Terribly lonesome in my new home, I initially approached Zach, Teiko and Johanna eager to make friends. I quickly realized with whom at Hansie’s Ice Chalet I could comfortably sit and chat. Other than my assistant, Luwanda, and a few other coworkers, I had no friends, certainly none to invite into my home for dinner or to go out with on Saturday night. I may have been weary from working all day, but loneliness and boredom motivated me to leave the security of my plain apartment and venture out to the rink or shopping mall if only to be in the company of others with whom I did not have a professional relationship.
This isolation initiated a nesting instinct. I came home everyday to an empty apartment; no roommate to share a cup of tea and no friends calling to join them for a mug of beer. As much as I despised the stress of graduate school, I missed the camaraderie. I derived little comfort from skating at Hansie’s. One unpleasant encounter with Zach could negate an otherwise decent evening of skating, sending me back to my apartment in a funk longing for the companionship of the nice people at the Martinsville Community Center. My job provided no satisfaction; though the routine work was not necessarily horrible. Its mindlessness actually offered a welcomed mental vacation. However, disgruntled employees around me weighted the atmosphere and made me wonder about my own future with the company, not that I wanted to stay for years, but I preferred to make my own decision about leaving.
Hansie’s Ice Chalet did not offer a freestyle or adult session on Friday nights, preferring instead to pack in public skaters for an evening of wholesome fun.
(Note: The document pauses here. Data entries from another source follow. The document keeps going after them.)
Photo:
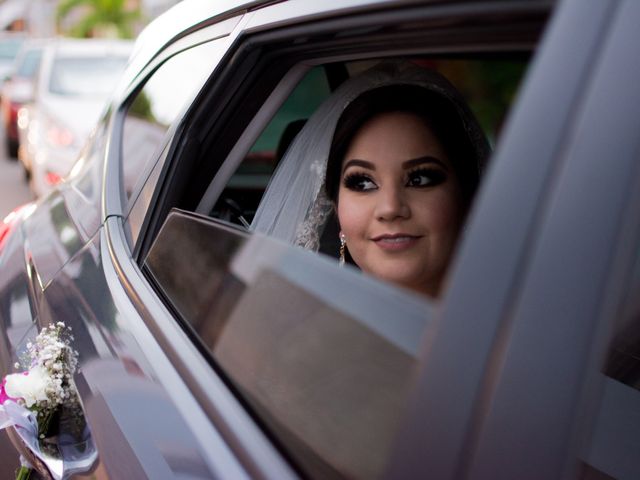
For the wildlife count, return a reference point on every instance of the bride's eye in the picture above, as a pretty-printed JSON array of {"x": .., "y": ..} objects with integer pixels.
[
  {"x": 359, "y": 182},
  {"x": 425, "y": 177}
]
My phone was not ringing and I had no place to go. I ordered Chinese food delivery and switched on the television. My thoughts turned to Howard Millbank. Picturing his still-handsome face stocking vegetables in the produce department, a smile appeared on my lips. For the first time in months, I missed him. That longing transformed into a daydream then a romantic fantasy before boiling down to very practical considerations. Wouldn’t it be lovely to plan a wedding? Marriage would provide permanence and stability in my life. I could enjoy Howard’s company every evening and would not have to maintain a home by myself. No longer would I have to pig out on sesame beef alone on Friday nights.
I picked up the telephone and dialed Howard’s number. I was ready. I was finally ready.
I easily found the ice rink, thanks to Luwanda’s map, but was surprised to discover a low concrete bunker that had obviously been originally built for a different purpose. I pictured it serving as a mechanic’s garage full of post-World War II automotive behemoths. Fortunately, no structural supports interrupted the already small ice surface. The place had not been improved, or not noticeably so, since its conversion from grease pit to ice palace. It certainly had not been remodeled. Fifties vintage countertops sparkled with a dusting of futuristic glitter at the snack bar that still boasted disabled soda fountain fixtures. A glass-doored refrigerator filled with multi-colored sports drinks, sodas, and ice teas stood atop and ancient freezer chest that probably no longer worked but served as an adequate pedestal for the newer refrigeration unit. Tacky carnival scenes were painted onto jigsawed plywood cutouts and nailed to the walls. Benches formed rows of seating where generations of children had abused them with the blades of rental skates, some of which probably still occupied the shelves behind the front desk.